For local government purposes, since 1 April 2023, the village comes under the unitary authority of Somerset Council. Prior to this, it was part of the non-metropolitan district of Somerset West and Taunton (formed on 1 April 2019) and, before this, the district of Taunton Deane (established under the Local Government Act 1972). From 1894 to 1974, for local government purposes, Pitminster was part of Taunton Rural District.

The appropriate electoral ward is called 'Blackdown', the most populous area being 'Pitminster'. From there the ward stretches south to Churchstanton. The total ward population at the 2011 Census is 2,064.
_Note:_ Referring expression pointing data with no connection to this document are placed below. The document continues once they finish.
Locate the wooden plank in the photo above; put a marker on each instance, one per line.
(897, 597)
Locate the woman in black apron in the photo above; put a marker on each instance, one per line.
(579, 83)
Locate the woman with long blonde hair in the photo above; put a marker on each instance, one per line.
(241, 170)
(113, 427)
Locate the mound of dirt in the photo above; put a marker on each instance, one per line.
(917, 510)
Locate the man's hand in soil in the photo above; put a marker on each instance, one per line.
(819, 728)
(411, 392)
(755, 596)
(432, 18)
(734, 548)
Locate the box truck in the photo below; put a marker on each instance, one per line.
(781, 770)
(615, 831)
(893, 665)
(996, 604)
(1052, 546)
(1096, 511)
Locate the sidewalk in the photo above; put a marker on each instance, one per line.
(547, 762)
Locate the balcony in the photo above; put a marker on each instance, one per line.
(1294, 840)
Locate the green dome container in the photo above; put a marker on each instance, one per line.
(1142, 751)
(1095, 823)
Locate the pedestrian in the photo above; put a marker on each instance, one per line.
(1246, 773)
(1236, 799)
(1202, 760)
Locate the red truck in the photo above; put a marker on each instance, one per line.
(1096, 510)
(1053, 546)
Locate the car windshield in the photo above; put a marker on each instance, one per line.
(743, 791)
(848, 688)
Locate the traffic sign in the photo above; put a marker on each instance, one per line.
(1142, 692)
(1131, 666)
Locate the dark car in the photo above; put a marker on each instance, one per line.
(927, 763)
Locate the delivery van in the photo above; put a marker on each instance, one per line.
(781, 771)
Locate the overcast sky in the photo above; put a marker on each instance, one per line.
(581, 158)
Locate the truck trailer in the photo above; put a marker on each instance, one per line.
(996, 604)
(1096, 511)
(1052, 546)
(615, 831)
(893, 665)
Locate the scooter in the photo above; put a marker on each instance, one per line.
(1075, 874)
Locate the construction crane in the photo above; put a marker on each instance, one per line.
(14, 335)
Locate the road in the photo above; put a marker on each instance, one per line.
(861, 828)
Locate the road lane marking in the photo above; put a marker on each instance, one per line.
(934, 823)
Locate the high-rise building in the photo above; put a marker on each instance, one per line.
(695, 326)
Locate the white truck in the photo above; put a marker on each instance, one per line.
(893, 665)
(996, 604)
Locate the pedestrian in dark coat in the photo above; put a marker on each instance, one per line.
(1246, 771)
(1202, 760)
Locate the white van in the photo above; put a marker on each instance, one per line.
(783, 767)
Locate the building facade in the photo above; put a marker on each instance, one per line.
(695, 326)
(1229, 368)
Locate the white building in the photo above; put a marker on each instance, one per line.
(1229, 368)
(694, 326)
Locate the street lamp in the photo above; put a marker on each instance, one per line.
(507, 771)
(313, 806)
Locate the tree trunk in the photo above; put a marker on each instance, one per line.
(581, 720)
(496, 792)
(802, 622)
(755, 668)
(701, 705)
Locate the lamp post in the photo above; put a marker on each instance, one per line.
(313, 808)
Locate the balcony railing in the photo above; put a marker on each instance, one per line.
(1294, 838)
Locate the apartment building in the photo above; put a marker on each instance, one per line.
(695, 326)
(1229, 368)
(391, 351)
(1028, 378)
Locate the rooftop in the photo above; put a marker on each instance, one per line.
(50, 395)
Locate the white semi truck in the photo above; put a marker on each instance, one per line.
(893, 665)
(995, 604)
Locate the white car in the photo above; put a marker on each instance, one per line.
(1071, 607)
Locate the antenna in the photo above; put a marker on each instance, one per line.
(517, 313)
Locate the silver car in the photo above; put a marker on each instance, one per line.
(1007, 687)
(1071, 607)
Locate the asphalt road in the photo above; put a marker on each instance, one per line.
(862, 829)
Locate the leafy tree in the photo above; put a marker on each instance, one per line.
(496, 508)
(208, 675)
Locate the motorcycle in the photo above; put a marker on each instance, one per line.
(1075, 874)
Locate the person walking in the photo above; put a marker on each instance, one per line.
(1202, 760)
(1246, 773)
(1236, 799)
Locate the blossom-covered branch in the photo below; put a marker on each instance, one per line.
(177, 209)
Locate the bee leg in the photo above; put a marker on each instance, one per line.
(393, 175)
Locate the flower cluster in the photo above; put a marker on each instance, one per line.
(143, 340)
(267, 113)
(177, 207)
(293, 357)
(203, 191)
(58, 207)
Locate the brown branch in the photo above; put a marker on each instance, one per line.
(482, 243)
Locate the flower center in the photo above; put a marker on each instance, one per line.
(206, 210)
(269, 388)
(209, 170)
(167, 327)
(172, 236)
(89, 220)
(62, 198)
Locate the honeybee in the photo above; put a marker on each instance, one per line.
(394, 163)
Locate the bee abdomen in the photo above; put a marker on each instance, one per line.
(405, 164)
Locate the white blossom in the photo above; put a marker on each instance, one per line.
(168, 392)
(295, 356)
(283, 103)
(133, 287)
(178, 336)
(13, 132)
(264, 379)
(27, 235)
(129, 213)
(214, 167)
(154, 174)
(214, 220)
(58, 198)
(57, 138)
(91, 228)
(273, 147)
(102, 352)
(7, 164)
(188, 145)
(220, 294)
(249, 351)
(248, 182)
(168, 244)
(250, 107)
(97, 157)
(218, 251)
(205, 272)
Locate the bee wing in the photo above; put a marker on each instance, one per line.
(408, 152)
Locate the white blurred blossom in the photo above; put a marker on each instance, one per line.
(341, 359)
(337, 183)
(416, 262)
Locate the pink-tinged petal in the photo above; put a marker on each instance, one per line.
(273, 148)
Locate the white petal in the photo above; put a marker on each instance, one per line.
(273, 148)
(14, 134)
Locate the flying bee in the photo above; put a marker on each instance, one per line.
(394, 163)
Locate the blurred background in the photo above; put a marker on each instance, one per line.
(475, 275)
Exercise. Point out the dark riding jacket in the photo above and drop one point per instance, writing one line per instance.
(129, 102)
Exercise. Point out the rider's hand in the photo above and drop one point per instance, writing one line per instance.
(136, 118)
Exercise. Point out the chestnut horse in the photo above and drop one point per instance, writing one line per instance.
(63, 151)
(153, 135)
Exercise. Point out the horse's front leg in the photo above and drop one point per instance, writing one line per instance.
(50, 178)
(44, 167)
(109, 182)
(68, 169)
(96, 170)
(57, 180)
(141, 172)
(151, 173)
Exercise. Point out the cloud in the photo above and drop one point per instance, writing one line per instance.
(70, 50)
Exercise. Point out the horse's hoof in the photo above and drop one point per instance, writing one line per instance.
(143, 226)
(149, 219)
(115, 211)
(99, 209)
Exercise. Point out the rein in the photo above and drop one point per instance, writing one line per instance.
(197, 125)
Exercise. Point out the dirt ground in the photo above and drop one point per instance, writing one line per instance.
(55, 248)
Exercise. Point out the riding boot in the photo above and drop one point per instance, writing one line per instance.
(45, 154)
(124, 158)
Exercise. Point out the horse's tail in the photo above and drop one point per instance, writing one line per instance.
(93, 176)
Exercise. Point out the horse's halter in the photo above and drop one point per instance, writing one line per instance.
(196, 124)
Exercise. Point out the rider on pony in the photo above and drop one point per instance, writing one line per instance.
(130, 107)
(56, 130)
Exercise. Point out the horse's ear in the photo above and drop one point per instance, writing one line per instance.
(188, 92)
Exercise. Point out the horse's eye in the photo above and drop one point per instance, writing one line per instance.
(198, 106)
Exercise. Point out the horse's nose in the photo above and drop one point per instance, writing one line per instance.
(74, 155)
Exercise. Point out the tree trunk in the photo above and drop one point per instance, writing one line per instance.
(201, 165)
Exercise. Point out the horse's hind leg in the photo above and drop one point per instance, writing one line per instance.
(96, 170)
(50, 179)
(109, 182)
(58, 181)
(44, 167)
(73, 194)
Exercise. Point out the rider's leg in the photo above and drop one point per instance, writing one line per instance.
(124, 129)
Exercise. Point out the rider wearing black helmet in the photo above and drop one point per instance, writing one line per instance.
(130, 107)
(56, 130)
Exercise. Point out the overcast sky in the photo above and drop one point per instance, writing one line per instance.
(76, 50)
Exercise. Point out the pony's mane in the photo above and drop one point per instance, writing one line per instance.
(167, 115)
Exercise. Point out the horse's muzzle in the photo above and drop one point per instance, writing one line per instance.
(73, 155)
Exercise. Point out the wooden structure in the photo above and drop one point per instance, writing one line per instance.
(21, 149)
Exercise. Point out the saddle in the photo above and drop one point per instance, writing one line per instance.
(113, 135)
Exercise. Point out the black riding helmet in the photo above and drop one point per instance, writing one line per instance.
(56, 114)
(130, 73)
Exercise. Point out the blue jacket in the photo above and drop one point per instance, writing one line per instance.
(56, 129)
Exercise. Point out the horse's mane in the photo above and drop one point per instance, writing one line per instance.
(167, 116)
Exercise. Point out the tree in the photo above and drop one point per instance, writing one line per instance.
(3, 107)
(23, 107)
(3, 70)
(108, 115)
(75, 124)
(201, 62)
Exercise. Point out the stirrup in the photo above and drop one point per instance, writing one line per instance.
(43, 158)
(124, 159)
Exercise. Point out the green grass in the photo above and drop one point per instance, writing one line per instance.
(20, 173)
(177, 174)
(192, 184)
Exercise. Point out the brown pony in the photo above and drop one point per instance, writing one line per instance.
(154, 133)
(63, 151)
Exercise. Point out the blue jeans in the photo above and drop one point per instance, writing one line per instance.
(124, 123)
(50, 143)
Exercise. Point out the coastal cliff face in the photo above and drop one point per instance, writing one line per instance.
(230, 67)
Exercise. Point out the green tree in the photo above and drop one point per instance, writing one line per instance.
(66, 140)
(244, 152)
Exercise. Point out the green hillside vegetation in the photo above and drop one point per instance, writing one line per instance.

It is also part of the Taunton and Wellington county constituency represented in the House of Commons of the Parliament of the United Kingdom. It elects one Member of Parliament (MP) by the first past the post system of election.

==Geography==
The nearby Prior's Park & Adcombe Wood is a 103.6 hectare (256.0 acre) biological Site of Special Scientific Interest with excellent examples of several of the broadleaved semi-natural woodland types associated with the Blackdown Hills. Additional interest lies in the occurrence of several areas of unimproved marshy grassland. This site, which is partly managed by the Somerset Wildlife Trust, is situated on the north facing slopes of the Blackdown Hills, overlooking the Vale of Taunton Deane.

==Landmarks==
Poundisford Park is a manor house built around 1550 for William Hill. The house was passed down through the Hill family with a dining room being added in 1692 and eventually sold to the Welmans in 1706, the Helyars in 1869 and the Vivian-Neals in 1928.

==Religious sites==
The parish Church of St Andrew and St Mary was built around 1300 and has been designated as a Grade I listed building.

The 14th-century Church of St Michael in Angersleigh has been designated by English Heritage as a Grade II* listed building.

==Notable residents==
Richard Treat (1584–1669) and his son Robert Treat (1622–1710), who went on to be an American politician, lived in the village.